Cardinal Thomas Wolsey made a mistake that would cost him everything. In 1514, the Archbishop of York and chief minister to Henry VIII began building a palace on the Thames so magnificent that it outshone anything the king himself possessed. When Wolsey fell from favor in 1529, he tried to save his life by giving Hampton Court to Henry. The bribe delayed but did not prevent his destruction. Henry accepted the palace, enlarged it enormously, and made it one of his favorite residences -- a place where he honeymooned, feasted, hunted, and where the ghost of his fifth wife Catherine Howard is said to still walk the Haunted Gallery, screaming for mercy.
Wolsey built Hampton Court to reflect his status as the most powerful man in England after the king. He chose pink brick, then fashionable, and laid out the palace around a series of courtyards designed for entertaining on a lavish scale. His household numbered nearly five hundred. When Henry took possession, he expanded the palace to accommodate his even larger retinue of courtiers. Henry added the Great Hall, the Chapel Royal, and extensive kitchens capable of feeding the court. The palace became a center of Tudor power -- a place where marriages were celebrated, alliances forged, and the fates of queens decided. It was at Hampton Court that Jane Seymour gave Henry the son he desperately wanted, and it was there that she died twelve days later.
In the early 1690s, William III commissioned Sir Christopher Wren to rebuild Hampton Court on a scale that would rival the Palace of Versailles. The project was staggeringly ambitious. Wren demolished much of Henry's Tudor palace and replaced it with grand Baroque state apartments featuring painted ceilings and classical facades. But the work stopped abruptly in 1694 after Queen Mary II died of smallpox, and William lost enthusiasm for the project. The result was a palace permanently split between two architectural personalities: the surviving Tudor sections, with their warm brick, twisted chimneys, and intimate courtyards, sit alongside Wren's cool, symmetrical Baroque wings.
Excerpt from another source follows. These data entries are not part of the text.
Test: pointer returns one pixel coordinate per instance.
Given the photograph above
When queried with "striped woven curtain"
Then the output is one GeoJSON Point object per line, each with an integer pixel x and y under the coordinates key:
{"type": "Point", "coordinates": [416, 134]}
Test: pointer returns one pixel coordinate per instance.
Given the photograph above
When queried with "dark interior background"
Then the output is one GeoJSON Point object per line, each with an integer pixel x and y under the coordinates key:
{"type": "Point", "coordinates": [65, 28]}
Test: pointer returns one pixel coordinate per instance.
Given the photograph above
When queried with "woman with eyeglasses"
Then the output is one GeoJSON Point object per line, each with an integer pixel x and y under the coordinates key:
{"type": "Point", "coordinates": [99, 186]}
The accident of fate gives Hampton Court a unique character -- half medieval, half classical, unified only by the pink brick both eras shared.
Hampton Court's hedge maze, planted in the 1690s for William III, remains one of Britain's most famous garden features. Covering a third of an acre, it was designed to be navigated -- visitors are meant to get lost. The maze has appeared in literature from Jerome K. Jerome's Three Men in a Boat to countless children's novels. Beyond the maze, the palace gardens cover sixty acres of formal plantings, including the Great Vine, planted by Capability Brown in 1769 and still producing grapes. The Privy Garden was restored in the 1990s to its William III appearance, and the enormous Tudor kitchens have been recreated to show how meals were prepared for Henry VIII's court, which consumed two thousand sheep and over a thousand deer each year.
George II was the last monarch to live at Hampton Court. Since then, the palace has served various purposes, including housing 'grace and favour' residents -- people granted apartments by the Crown. Today it is managed by the independent charity Historic Royal Palaces, which receives no government funding. The palace is one of London's most visited tourist attractions, drawing visitors to its Tudor kitchens, Baroque state apartments, and the Haunted Gallery where Catherine Howard's ghost is said to appear. The palace displays works from the Royal Collection, including Andrea Mantegna's Triumphs of Caesar paintings. From the river, the palace's long brick facade and the ornamental gardens stretching to the Thames create a scene that has changed remarkably little since Henry VIII first gazed upon it and decided it must be his.
Hampton Court Palace (51.40N, 0.34W) is on the north bank of the Thames in the London Borough of Richmond upon Thames, 12 miles southwest of central London. The palace, its formal gardens, maze, and the Great Park are clearly visible from altitude. The Thames curves prominently around the palace grounds. Nearby airports: London Heathrow (EGLL) 7nm north, Fairoaks (EGTF) 8nm southwest. Best viewed from 2,000-3,000ft.